# Influence by Mary Kate and Ashley Olsen



## blinkymei (Nov 17, 2008)

I'm not a crazy fan of the twins but I do like fashion. I read this book briefly at a san francisco airport bookstore on a whim and I liked what I read for the most part but I am unsure if I should get it. From what I got from it, the twins basically interview and talk about the fashion icons that have influenced their lives. I think anyone who appreciates fashion and photography would appreciate this book. As I said, I'm not much of fan of the twins (no offense even though I did grow up watching Full House and grow up/lived in SF when it was a popular tv show). What do you guys think of the book? Would you guys get it?

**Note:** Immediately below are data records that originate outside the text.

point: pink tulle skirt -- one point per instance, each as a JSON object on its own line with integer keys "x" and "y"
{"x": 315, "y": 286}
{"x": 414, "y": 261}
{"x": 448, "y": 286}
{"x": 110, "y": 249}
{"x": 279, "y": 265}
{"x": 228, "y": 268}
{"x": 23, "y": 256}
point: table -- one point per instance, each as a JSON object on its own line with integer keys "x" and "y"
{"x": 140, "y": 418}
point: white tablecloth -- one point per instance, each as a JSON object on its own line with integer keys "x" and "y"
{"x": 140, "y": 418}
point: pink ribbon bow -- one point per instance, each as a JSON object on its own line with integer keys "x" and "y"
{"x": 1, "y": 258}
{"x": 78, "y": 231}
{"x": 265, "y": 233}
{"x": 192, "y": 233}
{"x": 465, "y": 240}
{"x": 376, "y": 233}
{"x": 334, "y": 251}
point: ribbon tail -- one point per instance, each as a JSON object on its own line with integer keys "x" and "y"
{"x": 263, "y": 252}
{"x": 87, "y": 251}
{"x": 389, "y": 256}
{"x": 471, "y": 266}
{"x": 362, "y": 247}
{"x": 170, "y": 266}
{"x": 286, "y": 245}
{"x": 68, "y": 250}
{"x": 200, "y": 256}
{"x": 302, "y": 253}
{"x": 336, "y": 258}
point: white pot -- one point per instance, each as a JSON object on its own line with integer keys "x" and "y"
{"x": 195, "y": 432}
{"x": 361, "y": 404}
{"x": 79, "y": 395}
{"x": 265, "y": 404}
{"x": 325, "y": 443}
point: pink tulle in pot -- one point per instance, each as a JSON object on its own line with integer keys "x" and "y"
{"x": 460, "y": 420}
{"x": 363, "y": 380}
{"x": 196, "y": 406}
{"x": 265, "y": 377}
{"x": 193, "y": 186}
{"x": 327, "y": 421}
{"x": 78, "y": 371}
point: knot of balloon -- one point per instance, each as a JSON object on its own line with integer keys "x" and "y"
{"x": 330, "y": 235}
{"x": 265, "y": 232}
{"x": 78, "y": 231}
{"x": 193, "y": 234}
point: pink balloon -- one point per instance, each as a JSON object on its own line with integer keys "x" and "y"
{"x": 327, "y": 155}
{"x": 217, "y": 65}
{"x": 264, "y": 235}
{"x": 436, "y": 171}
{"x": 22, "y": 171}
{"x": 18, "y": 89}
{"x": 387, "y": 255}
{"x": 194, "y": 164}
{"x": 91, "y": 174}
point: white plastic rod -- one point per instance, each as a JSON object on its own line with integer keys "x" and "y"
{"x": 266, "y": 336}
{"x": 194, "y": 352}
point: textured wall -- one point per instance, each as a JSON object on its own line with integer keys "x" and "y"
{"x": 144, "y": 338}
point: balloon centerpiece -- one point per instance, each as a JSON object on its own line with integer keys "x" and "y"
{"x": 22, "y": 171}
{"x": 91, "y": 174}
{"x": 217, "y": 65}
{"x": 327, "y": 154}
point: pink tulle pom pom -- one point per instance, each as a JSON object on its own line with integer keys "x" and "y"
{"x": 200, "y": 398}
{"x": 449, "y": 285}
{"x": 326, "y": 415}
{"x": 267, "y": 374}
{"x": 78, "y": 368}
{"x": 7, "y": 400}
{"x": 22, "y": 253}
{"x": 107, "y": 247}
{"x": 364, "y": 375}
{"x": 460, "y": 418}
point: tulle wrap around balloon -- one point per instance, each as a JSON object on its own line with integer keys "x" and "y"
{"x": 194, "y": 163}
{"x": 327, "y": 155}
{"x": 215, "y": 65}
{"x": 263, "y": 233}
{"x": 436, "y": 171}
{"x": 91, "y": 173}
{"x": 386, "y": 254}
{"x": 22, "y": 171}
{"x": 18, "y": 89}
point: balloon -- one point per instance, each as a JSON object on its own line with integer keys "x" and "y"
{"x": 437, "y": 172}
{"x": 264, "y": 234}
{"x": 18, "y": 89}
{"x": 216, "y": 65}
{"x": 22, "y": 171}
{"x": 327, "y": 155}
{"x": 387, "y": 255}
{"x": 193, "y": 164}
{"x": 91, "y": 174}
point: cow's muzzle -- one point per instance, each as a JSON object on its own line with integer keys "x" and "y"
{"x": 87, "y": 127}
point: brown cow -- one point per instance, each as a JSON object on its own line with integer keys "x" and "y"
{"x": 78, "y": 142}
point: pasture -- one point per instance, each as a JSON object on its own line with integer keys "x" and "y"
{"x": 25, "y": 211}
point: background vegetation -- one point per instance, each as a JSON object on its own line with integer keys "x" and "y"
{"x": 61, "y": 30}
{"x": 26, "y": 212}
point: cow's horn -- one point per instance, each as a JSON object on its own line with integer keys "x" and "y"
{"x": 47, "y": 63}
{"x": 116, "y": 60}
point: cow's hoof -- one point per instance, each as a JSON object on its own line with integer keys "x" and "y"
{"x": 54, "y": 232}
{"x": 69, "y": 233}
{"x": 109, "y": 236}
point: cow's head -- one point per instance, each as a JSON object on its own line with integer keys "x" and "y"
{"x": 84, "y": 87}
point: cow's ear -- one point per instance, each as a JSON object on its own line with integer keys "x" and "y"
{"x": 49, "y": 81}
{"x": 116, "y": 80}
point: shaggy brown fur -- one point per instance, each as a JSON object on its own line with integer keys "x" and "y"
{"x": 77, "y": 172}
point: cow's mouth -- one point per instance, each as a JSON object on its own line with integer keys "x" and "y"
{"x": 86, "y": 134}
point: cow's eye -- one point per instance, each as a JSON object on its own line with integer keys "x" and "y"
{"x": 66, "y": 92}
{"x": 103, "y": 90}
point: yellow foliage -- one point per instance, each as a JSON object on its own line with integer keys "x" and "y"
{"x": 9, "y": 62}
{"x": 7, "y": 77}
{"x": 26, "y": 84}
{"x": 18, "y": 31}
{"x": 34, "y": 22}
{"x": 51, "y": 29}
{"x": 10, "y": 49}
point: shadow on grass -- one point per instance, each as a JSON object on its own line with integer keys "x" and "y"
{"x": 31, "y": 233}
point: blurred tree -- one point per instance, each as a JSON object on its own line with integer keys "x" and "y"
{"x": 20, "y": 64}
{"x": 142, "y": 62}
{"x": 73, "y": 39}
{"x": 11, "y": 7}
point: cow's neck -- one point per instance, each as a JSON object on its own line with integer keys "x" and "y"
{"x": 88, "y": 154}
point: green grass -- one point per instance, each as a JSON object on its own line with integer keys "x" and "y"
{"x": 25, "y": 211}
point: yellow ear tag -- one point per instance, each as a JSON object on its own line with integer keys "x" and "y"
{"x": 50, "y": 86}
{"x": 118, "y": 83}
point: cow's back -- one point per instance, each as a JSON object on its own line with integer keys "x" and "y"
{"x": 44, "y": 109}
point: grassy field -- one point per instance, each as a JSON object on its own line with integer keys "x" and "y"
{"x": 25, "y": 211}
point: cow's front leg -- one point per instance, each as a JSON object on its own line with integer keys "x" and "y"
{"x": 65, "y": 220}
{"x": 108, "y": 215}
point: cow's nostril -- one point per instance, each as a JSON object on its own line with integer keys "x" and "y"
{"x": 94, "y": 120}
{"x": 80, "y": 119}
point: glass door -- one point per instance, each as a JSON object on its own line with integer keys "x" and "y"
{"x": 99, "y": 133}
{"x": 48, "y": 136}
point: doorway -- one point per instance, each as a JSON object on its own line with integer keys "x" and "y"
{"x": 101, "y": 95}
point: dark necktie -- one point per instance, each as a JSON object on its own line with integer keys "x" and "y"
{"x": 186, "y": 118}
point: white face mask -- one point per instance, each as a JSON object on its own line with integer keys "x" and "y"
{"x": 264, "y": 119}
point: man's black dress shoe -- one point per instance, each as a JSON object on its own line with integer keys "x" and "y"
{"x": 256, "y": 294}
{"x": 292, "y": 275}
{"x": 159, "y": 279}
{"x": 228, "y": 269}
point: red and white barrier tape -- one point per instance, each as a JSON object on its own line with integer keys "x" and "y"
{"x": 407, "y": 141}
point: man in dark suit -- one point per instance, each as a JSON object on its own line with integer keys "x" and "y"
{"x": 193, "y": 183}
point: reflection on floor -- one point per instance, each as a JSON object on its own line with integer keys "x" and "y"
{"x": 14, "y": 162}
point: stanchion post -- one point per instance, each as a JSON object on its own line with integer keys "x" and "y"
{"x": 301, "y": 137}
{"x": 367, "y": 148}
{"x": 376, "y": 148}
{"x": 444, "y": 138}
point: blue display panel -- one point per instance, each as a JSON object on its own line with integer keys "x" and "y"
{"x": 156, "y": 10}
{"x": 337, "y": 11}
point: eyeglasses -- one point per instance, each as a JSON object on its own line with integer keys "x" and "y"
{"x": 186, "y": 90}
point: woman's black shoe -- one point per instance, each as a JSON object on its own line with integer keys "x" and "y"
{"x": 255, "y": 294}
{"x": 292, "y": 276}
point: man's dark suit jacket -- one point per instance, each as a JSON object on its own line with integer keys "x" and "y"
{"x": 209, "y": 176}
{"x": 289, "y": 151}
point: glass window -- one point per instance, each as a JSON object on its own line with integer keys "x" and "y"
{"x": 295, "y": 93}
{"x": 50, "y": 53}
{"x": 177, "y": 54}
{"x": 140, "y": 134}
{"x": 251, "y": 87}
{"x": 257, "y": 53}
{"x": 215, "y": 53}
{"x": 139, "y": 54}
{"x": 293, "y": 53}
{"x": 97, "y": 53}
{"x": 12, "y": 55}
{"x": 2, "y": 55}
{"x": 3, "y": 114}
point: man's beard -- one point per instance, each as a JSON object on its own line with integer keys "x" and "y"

Synopsis from Barnesandnobles.com:
Synopsis
Mary Kate and Ashley Olsen, known around the world for their individual, unique style have emerged as two of our shared cultures most influential women. In the pages of Influence, Ashley and Mary Kate take readers on a journey through their celebrated young lives, pausing to reflect on what has helped shape them into who they are today. Influence is filled with never-before seen photographs from the girl's private collections, pages of original material by MK and Ashley, and interviews with some of the most influential tastemakers in the world.

photo from Amazon.com:


----------



## beauty_marked (Nov 19, 2008)

I cant stand the Olsens so Id have to see the book and skim through it first. But i think I may considering getting it, because they do know fashion and know very influential, no pun intended, people in the industry.


----------



## ginger9 (Nov 19, 2008)

It's hard to say without being able to look through the pages to get an idea. If you like it just get it. 
	

	
	
		
		

		
		
	


	




Since you asked, personally I am not a fan of the Olsen twins. I like fashion as well but I don't see them as fashion icons and I don't look towards them for inspiration. They wear some awesome labels since they've got crazy money, so I'd be curious to see what their collection is like. Again this book has to be pretty exceptional for me to want to pick it up. But then again to each his/her own.


----------



## florabundance (Nov 19, 2008)

I love their style, haven't bought the book yet, but probably will - here's a little excerpt I read on Nylon:

EXCERPT: INFLUENCE, BY MARY KATE OLSEN AND ASHLEY OLSEN - NYLON MAGAZINE


----------



## Blushbaby (Nov 20, 2008)

For people so into fashion, can somebody explain why The Olsens insist on dressing like homeless bag ladies with "too big clothes" and lank looking hair. 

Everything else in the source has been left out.